While this is the main mechanism for evolution of species, it can also be manipulated through human interactions to possibly speed up the process. Humans have been performing artificial selection through breeding for thousands upon thousands of years. Even Charles Darwin used artificial selection to help gather more data in order to explain how natural selection worked. Now, some scientists are trying to use the principles of artificial selection to save coral reefs around Hawaii from the rapidly changing global climate.

Coral is a very delicate species that does not adapt well to changes in its immediate environment. In fact, coral has been on the endangered species list for some time already. Several scientists, including Dr. Ruth Gates of the Hawaii Institute of Marine Biology, are experimenting with selective breeding and conditioning of coral to try to create a species that will be more robust and can resist the changes and pressures the rapidly changing climate is having on the endangered species.

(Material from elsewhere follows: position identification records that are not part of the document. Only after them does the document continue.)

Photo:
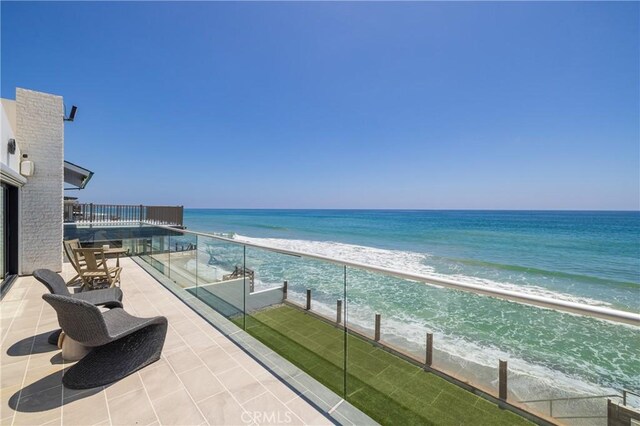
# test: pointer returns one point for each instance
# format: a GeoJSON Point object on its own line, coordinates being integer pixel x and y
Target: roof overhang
{"type": "Point", "coordinates": [76, 176]}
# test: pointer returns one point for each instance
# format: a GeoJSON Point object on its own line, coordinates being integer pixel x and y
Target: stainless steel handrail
{"type": "Point", "coordinates": [614, 315]}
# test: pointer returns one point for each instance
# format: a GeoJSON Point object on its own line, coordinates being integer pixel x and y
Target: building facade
{"type": "Point", "coordinates": [32, 174]}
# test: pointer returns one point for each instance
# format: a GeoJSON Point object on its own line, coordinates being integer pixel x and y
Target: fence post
{"type": "Point", "coordinates": [429, 354]}
{"type": "Point", "coordinates": [502, 380]}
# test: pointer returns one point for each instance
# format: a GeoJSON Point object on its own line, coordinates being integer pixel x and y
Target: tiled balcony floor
{"type": "Point", "coordinates": [202, 377]}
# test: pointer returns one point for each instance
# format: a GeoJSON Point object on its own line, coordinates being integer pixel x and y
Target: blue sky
{"type": "Point", "coordinates": [341, 105]}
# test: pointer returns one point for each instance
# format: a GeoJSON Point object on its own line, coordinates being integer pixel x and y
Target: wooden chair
{"type": "Point", "coordinates": [69, 247]}
{"type": "Point", "coordinates": [92, 267]}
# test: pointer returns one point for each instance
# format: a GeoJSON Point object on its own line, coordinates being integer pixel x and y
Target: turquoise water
{"type": "Point", "coordinates": [590, 257]}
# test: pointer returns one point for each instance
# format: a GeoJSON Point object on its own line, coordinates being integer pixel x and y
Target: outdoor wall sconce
{"type": "Point", "coordinates": [72, 114]}
{"type": "Point", "coordinates": [27, 168]}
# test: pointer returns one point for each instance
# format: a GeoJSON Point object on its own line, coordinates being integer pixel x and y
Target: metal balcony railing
{"type": "Point", "coordinates": [121, 213]}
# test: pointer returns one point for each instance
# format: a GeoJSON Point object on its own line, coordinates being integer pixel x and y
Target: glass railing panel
{"type": "Point", "coordinates": [215, 266]}
{"type": "Point", "coordinates": [159, 253]}
{"type": "Point", "coordinates": [182, 259]}
{"type": "Point", "coordinates": [291, 307]}
{"type": "Point", "coordinates": [388, 321]}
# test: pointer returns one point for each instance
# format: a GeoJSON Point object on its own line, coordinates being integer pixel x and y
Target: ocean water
{"type": "Point", "coordinates": [589, 257]}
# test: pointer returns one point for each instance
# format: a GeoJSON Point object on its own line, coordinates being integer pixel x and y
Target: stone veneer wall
{"type": "Point", "coordinates": [40, 134]}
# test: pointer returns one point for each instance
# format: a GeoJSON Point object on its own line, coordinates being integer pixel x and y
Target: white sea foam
{"type": "Point", "coordinates": [408, 261]}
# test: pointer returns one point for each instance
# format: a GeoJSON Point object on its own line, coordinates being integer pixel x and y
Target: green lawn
{"type": "Point", "coordinates": [389, 389]}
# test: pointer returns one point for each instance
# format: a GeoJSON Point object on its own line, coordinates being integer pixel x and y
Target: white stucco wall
{"type": "Point", "coordinates": [39, 131]}
{"type": "Point", "coordinates": [7, 131]}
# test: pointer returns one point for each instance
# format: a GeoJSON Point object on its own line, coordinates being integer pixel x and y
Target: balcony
{"type": "Point", "coordinates": [202, 378]}
{"type": "Point", "coordinates": [121, 214]}
{"type": "Point", "coordinates": [259, 334]}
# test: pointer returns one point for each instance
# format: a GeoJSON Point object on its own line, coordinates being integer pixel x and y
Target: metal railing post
{"type": "Point", "coordinates": [429, 354]}
{"type": "Point", "coordinates": [502, 380]}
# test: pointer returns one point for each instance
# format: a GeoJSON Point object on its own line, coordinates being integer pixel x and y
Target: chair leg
{"type": "Point", "coordinates": [53, 337]}
{"type": "Point", "coordinates": [73, 280]}
{"type": "Point", "coordinates": [116, 360]}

Gates' work involves selecting the most resistant and healthiest of the coral in the reef around the island of Moku o Lo'e and taking it back to her lab to breed. Her aim is to create a breed of "super coral" that can withstand the artificial climate change she models in her lab. Once this hardy strain has produced a few generations of superior coral, it will be transplanted back into the reef to proliferate and hopefully withstand the rapidly changing climate of the waters around Hawaii.

While this is a noble cause and could very well prevent the extinction of coral in the long run, some critics are not supporting this type of research. Their argument is that those who are studying nature should not necessarily interfere and just let nature take its course as it has for the billions of years throughout Geologic Time. The interference of humans in nature is a hotly debated topic, whether the effects are negative (like the rapid climate change or deforestation) or positive (like Dr. Gates' aim to save the coral reefs from becoming extinct). Many believe it is fine for humans to study and gain knowledge about natural populations that can be applied to various scientific situations, but they are against interfering in the process. Others feel that if there is a way to fix the problems humans have caused, then it should be done to right the balance of life in nature.

Another group with an opinion on the matter thinks that there should be an attempt, but it needs to be regulated by an outside group like the government or official conservation agencies that can oversee the process and agree on its ability to help and not harm. This particular group of people argue that scientists are the base of knowledge and should help when possible, but should not be without oversight to go ahead and just do whatever they want within their capabilities.

They believe that long term effects need to be explored and weighed before any sort of final conclusion about the experiments can be made.